3. Accessibility Tree (Snapshot)

browser-use approach (browser_use/dom/service.py):

  • Uses Accessibility.getFullAXTree for accessibility data
  • Combines with DOM tree for enhanced snapshot
  • Filters by paint order (elements actually visible)
  • Handles iframes with depth limits
  • Detects hidden interactive elements and reports them
  • Uses DOM.getFrameOwner for iframe handling

4. CDP Domain Handling

browser-use approach (browser_use/browser/session.py):

# Session setup enables ONLY these domains:
await self._client.send.Page.enable(session_id=self._session_id)
await self._client.send.DOM.enable(session_id=self._session_id)
await self._client.send.Runtime.enable(session_id=self._session_id)
await self._client.send.Network.enable(session_id=self._session_id)

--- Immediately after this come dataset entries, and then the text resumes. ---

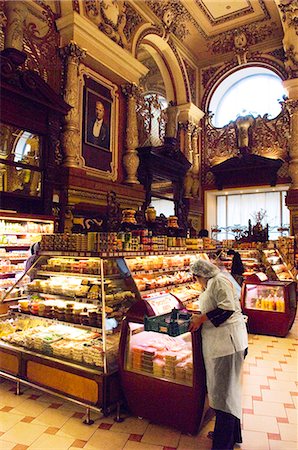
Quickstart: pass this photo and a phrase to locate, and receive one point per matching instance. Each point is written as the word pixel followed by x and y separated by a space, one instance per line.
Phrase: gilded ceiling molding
pixel 76 6
pixel 191 74
pixel 230 40
pixel 133 21
pixel 72 54
pixel 182 69
pixel 173 15
pixel 289 10
pixel 234 15
pixel 265 137
pixel 110 18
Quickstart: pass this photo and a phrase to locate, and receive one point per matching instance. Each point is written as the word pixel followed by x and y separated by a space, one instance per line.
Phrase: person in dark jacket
pixel 237 268
pixel 34 250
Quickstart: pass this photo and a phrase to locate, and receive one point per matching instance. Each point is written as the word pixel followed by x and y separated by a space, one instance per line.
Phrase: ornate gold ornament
pixel 173 15
pixel 241 38
pixel 110 17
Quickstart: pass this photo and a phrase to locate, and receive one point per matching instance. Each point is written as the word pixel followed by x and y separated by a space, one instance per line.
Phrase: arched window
pixel 252 90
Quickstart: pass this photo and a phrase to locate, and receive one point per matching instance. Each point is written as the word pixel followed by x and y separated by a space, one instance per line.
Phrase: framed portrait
pixel 99 124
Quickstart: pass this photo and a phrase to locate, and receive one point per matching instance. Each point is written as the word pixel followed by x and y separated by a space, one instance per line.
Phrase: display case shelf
pixel 270 306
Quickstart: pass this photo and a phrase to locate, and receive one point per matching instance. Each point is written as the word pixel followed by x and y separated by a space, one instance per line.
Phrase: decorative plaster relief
pixel 173 16
pixel 110 17
pixel 267 138
pixel 191 73
pixel 289 9
pixel 229 41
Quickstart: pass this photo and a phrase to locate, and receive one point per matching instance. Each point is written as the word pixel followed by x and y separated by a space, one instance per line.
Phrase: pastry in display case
pixel 270 305
pixel 169 273
pixel 68 326
pixel 161 364
pixel 250 259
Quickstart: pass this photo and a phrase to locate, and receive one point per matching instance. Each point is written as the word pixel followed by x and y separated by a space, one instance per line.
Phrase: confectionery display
pixel 277 267
pixel 170 273
pixel 266 299
pixel 161 356
pixel 71 291
pixel 269 305
pixel 17 233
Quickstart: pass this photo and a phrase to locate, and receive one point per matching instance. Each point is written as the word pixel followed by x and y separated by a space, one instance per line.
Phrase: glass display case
pixel 68 327
pixel 251 259
pixel 17 234
pixel 270 306
pixel 276 266
pixel 157 369
pixel 166 273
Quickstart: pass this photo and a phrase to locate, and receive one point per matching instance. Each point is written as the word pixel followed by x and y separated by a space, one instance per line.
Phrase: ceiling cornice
pixel 102 52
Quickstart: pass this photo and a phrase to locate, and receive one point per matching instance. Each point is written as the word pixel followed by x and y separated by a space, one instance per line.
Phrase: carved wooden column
pixel 188 151
pixel 292 196
pixel 171 125
pixel 16 13
pixel 131 159
pixel 71 139
pixel 196 162
pixel 289 13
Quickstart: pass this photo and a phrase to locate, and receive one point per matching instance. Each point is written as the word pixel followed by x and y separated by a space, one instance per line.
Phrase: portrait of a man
pixel 98 130
pixel 99 124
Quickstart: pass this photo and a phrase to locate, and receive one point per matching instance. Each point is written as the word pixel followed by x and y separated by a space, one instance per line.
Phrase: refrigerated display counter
pixel 269 305
pixel 162 376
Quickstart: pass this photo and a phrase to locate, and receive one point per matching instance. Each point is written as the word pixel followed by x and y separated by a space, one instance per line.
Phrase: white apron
pixel 223 346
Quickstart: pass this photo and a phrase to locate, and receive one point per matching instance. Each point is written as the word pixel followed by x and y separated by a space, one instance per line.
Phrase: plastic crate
pixel 174 323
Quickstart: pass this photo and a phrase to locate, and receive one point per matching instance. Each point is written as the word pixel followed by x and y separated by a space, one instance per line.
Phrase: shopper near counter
pixel 34 250
pixel 225 343
pixel 237 268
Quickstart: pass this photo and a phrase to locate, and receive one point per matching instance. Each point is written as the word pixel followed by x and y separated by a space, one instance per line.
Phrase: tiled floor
pixel 38 421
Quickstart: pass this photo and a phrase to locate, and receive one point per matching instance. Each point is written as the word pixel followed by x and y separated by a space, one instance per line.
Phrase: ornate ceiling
pixel 207 30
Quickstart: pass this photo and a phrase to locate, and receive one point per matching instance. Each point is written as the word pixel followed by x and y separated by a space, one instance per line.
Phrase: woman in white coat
pixel 225 343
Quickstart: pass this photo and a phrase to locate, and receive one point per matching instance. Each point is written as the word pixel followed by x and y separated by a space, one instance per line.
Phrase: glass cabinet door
pixel 159 355
pixel 264 297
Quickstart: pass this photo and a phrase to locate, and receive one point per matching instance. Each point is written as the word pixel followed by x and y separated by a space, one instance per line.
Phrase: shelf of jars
pixel 277 267
pixel 68 328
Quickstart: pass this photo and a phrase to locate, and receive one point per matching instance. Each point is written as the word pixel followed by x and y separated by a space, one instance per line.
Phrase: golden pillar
pixel 188 151
pixel 195 189
pixel 130 158
pixel 289 13
pixel 16 13
pixel 71 138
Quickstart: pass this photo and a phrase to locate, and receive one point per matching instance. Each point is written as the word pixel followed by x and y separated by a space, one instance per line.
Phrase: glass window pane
pixel 19 180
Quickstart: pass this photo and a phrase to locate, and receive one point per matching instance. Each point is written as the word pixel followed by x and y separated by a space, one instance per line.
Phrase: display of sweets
pixel 268 303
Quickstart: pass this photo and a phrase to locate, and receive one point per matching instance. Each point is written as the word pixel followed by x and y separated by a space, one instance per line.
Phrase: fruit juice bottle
pixel 263 303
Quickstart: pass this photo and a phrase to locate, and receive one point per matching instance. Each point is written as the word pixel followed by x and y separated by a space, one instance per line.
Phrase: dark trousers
pixel 227 431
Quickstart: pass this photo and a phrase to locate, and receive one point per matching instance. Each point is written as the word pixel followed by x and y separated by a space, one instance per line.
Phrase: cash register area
pixel 35 420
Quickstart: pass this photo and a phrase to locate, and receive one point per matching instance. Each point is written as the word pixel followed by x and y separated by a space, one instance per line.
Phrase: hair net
pixel 204 269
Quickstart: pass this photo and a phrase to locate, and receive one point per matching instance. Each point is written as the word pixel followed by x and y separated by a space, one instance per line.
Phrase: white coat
pixel 223 346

# Input.enable is NEVER called - it's not required!

5. Element Selection

browser-use approach:

  • Uses index-based element selection from accessibility tree
  • Maintains a map of index -> EnhancedAXNode
  • Elements have backendNodeId which is stable
  • Uses DOM.pushNodesByBackendIdsToFrontend to get fresh nodeId

6. Scroll Handling

browser-use approach:

# Uses multiple methods:
# 1. DOM.scrollIntoViewIfNeeded (CDP)
# 2. JavaScript scrollIntoView as fallback
# 3. Mouse wheel events for smooth scrolling

7. Wait Strategies

browser-use approach:

  • wait_for_element uses CDP DOM queries with polling
  • Has configurable timeouts
  • Uses DOM.getContentQuads to verify element is visible
  • Detects page load state via Page.loadEventFired

Improvements to Make to hive/tools

1. Bridge Updates

  • Use backendNodeId instead of nodeId where possible
  • Add DOM.getContentQuads as primary method for element geometry
  • Add JavaScript click as final fallback
  • Add proper timeouts to mouse operations
  • Handle modifier keys for click

2. Type Text Updates

  • Focus element via JavaScript before typing
  • Use Input.dispatchKeyEvent for typing (more reliable than insertText)

3. Snapshot Updates

  • Use accessibility tree (CDP Accessibility domain)
  • Add computed styles to detect visibility
  • Report hidden interactive elements

4. Error Handling

  • Better error messages with element context
  • Graceful fallbacks instead of hard failures
  • Timeout handling for all CDP operations